The obesity rate of US adults rose to a new high in 2015 reveals Gallup survey.

Adult obesity increased from 25.5% in 2008 to 28.0% this last year, in 2015. This left 35.6% of adults reported as overweight, 34.6% as normal weight, and 1.8% as underweight. Blacks have the highest rate of obesity at 35.6%, followed by Hispanics at 28.6%, whites at 27.0%, and Asians at 9.8%. Whites, however, have experienced the sharpest increase in obesity since 2008, undergoing a change of +2.8 percentage points.

“Overall, adults who are currently obese are about 4.7 times more likely to be diabetic compared with those who are normal weight, a probability that doesn't vary significantly for individual racial or ethnic groups,” reported Gallup.

The diabetes rate for US adults has also climbed during this past year, to 11.4%. Again, Blacks have the largest percentage of diabetes diagnoses with 14.5%. Whites come in second with 11.0%, Hispanics with 10.7%, and Asians with 5.2%.

Past research has indicated that obesity, and the chronic conditions associated therewith, cost the US economy $153 billion per annum. Individually, obesity not only affects the physical aspects of wellbeing but may affect the financial and social aspects, as well. The reverse is also true, where high wellbeing may reduce the risks of becoming obese.

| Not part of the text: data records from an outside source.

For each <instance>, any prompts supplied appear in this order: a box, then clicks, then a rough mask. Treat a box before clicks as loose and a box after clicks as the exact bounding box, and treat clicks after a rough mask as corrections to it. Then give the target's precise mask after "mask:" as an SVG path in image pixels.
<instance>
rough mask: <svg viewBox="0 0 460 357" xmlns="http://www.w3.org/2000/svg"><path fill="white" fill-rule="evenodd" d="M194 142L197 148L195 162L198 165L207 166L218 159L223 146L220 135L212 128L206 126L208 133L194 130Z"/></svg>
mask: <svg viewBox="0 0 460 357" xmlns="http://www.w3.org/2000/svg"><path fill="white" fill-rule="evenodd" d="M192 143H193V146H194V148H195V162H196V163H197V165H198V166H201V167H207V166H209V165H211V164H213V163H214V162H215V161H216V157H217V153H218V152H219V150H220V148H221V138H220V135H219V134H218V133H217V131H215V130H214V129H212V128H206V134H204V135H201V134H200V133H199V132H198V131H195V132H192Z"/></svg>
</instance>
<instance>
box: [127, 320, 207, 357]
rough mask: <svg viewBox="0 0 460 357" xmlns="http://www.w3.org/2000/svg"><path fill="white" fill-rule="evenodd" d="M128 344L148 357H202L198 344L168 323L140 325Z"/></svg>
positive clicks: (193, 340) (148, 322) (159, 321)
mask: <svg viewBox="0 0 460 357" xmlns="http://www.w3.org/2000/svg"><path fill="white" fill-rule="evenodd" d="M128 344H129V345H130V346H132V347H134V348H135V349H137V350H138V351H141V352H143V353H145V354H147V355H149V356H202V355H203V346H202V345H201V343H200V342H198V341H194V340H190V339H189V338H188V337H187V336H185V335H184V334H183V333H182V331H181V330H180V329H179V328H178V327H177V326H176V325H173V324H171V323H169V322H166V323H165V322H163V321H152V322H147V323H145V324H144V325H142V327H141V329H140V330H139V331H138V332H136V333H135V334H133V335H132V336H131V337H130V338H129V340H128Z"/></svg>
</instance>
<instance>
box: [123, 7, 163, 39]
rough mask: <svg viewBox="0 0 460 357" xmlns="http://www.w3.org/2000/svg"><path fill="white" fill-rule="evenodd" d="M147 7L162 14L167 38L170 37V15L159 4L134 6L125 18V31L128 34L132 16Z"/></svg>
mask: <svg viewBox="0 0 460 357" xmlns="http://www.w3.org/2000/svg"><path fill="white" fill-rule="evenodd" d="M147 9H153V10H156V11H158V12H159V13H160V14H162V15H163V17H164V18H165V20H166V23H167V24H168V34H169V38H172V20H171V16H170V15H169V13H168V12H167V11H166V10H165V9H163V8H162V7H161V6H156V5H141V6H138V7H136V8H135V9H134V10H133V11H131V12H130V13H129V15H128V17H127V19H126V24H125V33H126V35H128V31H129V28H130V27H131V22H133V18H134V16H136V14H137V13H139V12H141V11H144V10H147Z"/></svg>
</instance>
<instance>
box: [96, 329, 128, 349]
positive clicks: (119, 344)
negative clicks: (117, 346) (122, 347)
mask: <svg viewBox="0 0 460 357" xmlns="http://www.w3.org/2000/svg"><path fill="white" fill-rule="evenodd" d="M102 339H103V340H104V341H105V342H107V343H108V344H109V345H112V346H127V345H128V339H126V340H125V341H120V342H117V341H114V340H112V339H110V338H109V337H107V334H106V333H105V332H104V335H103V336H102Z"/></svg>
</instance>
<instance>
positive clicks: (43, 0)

States, communities, and workplaces have the ability to combat obesity by helping to develop interventions that target behaviors and factors linked to obesity including exercise habits, produce consumption, healthy eating, smoking, depression, food insecurity, unsafe exercise environments, lack of personal doctor, or poor dental hygiene.

Data was collected from the Gallup-Healthways Well-Being Index that calculated the body mass index of individuals from self-reported weight and height. The sample incorporated more than 350,000 phone interviews from 2008-2012, and over 175,000 phone interviews from 2013-2015 from adults 18 years and older living in all 50 states and DC.